Can I Make My Spouse to Leave The House While a Divorce Is Pending?

Last updated: June 2009

The following questions were submitted to John Roska, an attorney/writer whose weekly newspaper column, "Q&A: The Law," runs in the St. Louis Post-Dispatch (Illinois Edition) and the Champaign News Gazette. This article was published on February 18, 2009.

Q:    I’m getting ready to file for divorce.  My spouse and I live together now.  I’ve asked him, but he refuses to move out.  I want to keep the house in the divorce, and don’t want to continue to live together after the divorce is filed.  Can I get my husband removed from the house, while the divorce is pending?  There has not been any kind of abuse or violence.

A:    Once you’ve filed for divorce, you can seek a temporary order granting you possession of the house.  You’ll have to file a written request for temporary relief in the divorce case, and go to court on that request

At the court hearing, you’ll have to prove that “the physical or mental well being of either spouse or their children is jeopardized by occupancy of the marital residence by both parties.”  That’s the standard set out in the Illinois law that applies.  It’s Section 701 of the Marriage and Dissolution of Marriage Act.

That’s a lower standard than the one you’d have to meet to get possession of a house via an Order of Protection.  Under the Illinois Domestic Violence Act that applies to Orders of Protection, you’d have to prove “abuse” to get exclusive possession of a residence.  “Abuse” is defined as “physical abuse, harassment, intimidation of a dependent, interference with personal liberty or willful deprivation.” 

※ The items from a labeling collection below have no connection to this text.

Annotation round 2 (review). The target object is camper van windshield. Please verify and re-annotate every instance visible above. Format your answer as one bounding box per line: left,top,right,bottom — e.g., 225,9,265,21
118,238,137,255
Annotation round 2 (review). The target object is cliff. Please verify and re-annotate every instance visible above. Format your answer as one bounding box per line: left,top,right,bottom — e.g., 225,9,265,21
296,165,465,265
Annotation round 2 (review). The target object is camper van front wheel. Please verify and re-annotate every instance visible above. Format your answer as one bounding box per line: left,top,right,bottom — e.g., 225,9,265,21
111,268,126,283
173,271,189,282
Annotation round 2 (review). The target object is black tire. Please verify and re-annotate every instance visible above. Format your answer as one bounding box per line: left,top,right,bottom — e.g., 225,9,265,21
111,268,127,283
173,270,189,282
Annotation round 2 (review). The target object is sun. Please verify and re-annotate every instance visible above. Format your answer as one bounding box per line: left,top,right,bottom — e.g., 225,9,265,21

So, you don’t need to prove abuse to get the house while a divorce is pending.  Court cases have made it clear that the different standards exist for different situations.

But, you’ll have to jump through some extra hoops.  Asking for a temporary order, that applies until the divorce is final, requires extra work and extra court dates.  If you’re paying a lawyer, you’ll be paying significantly more for those extras.

If you’re not paying a lawyer, and want do it yourself, those extra hoops mean you’ll be on your own in a non-routine case.  You probably won’t find any handy forms or guides to rely on.

Which illustrates an important point about do-it-yourself court cases:  they’re OK for some routine, one-size-fits-all cases.  But the more you want tailor-made customization, the more you need a lawyer.

What does it take to prove that your “physical or mental well being” is “jeopardized,” so that you get the house pending the divorce?  That rather fuzzy standard isn’t necessarily easy to prove.  Three cases address temporary orders evicting a spouse pending a divorce.  Two of them say nobody’s health was jeopardized, so that the orders were improper. 

In one of those cases, the Appellate Court rejected a wife’s claim that the stress from her husband’s presence aggravated her diabetes—because she’d been living separately but relatively peacefully under the same roof with him for years before filing for divorce.

In the one case that affirmed a grant of exclusive possession, the husband admitted that he beat his wife.  Since the case occurred before the Domestic Violence Act, an Order of Protection wasn’t then possible.